Gesù risponde a Pietro spiegando che cos’è la distrazione: questo che mi chiedi è verso di te (la preposizione greca pròs unita all’accusativo indica moto a luogo), riguarda te, è per il tuo interesse, ti spinge a vedere solo te, questa è la distrazione più letale. Poi gli dona l’antidoto alla distrazione, e gli dice: tu segui me, cioè tu non guardare a te, alla tua mente, al tuo pensare, non stare voltato verso nessun altro e nient’altro che non sia io, questa è la via della consapevolezza, l’antidoto alla distrazione.
Gesù oppone all’epistrèfo, al “mi volgo indietro con lotta e opposizione”, cioè alla distrazione, una nuova e meravigliosa modalità: l’akoluthèo.
Akoluthèo, “seguo, accompagno, imito; vado insieme, mi conformo, mi adatto, aderisco, corrispondo a”. Non si tratta quindi di un semplice seguire come intendiamo comunemente con il nostro linguaggio, perché il nostro seguire è limitato, è limitante, è restare fuori, è restare a lato. Gesù desidera che noi entriamo in lui completamente, che a lui aderiamo, aderiamo completamente, che lo amiamo totalmente fino a diventare ciò che amiamo. Questo è il seguimi di Gesù. Akoluthèo è cominciare una storia nuova, è essere disposti a rinnegare la struttura del proprio modo di pensare, tutte le abitudini mentali, le opinioni dell’addestramento, le distrazioni dell’ego.

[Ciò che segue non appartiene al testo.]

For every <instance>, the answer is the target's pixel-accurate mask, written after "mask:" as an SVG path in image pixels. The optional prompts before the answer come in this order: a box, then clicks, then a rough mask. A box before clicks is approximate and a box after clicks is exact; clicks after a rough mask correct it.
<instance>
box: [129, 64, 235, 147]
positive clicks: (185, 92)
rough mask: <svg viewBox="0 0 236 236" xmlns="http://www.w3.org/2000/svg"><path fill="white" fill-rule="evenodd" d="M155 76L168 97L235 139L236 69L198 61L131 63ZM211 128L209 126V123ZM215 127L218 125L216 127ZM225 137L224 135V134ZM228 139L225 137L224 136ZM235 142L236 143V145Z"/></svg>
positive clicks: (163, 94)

Akoluthèo è il verbo che stava già incarnando Giovanni, il discepolo che Gesù ama. Giovanni sta già seguendo Gesù, Giovanni non ha mai smesso di seguirlo, Giovanni è sempre stato lì, inclinato sul petto di Gesù, Giovanni è stato lì e lì resterà. Giovanni non è solo Giovanni, è tutti coloro che seguono Gesù e che Gesù ama. Giovanni è colui che non è distratto dalla sete di controllo e dalla gelosia, ma vive la consapevolezza dell’amore e dell’abbandono totale in Gesù.